Description
This is more of a question inspired by the Wan2.1-14B training code rather than an issue.
Observation
First, thank you for your incredible work! After thoroughly reading the Wan technical report and studying the codebases of Wan 2.1 and DiffSynth, I’ve learned a great deal. I noticed many carefully designed tricks to improve numerical precision in various operations, such as:
- 64-bit RoPE embeddings
- Unfused FP32 normalization (pre-{sa, ca, ffn}-norm and QK norm)
- FP32 timestep embeddings
- FP32 modulation inside every DiT block
Given that your reply of this issue and readme file emphasizes Wan2.1-14B’s sensitivity to numerical precision—requiring high precision in many intermediate results to avoid artifacts—I suspect these optimizations are directly related. This leads me to a few questions:
- When you mention Wan2.1-14B’s sensitivity to precision, does this apply only during inference, or does the forward pass during training also require upcasting intermediate results?
- If these precision-enhancing tricks are disabled during training, what kinds of artifacts manifest in the trained model?

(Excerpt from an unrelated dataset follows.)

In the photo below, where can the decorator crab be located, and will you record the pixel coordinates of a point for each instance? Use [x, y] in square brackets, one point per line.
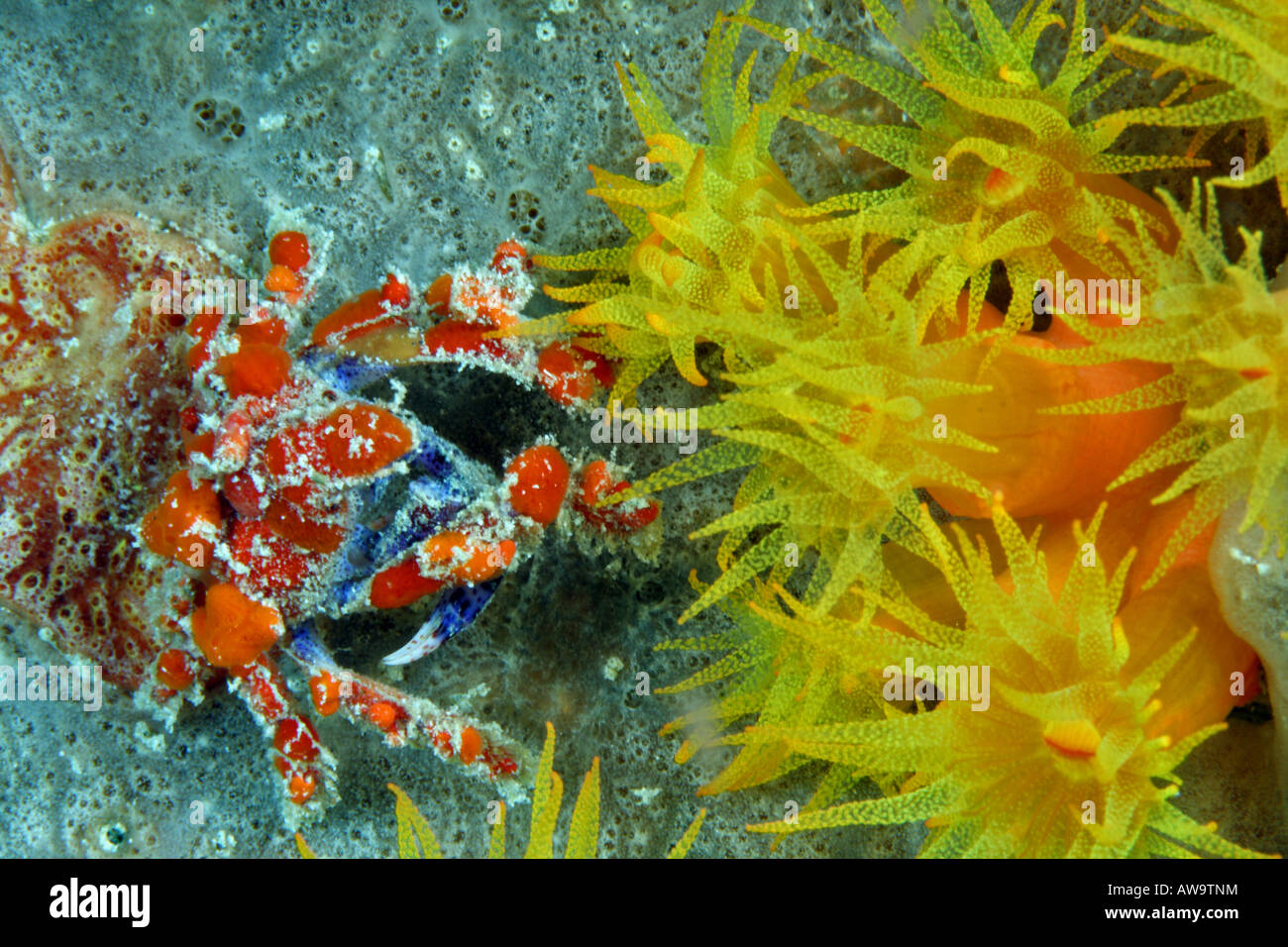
[295, 497]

- How did you identify that these artifacts were caused by precision issues, and further pinpoint which operations (RoPE, norm, modulation) were the bottlenecks, leading you to apply precision improvements?
Motivation
This question stems from my own experience. Earlier this year, I was pretraining an ~11B-parameter T2V/I2V model using MCore. At later stages of training, as the output quality became more refined, the generated videos started developing random spatiotemporal black spot-like artifacts, which worsened over time. Despite thorough code review, we couldn't identify the root cause.
Your insights into Wan2.1-14B's precision management could provide valuable clues for diagnosing similar issues in my work. I would greatly appreciate any technical details or suggestions you could share.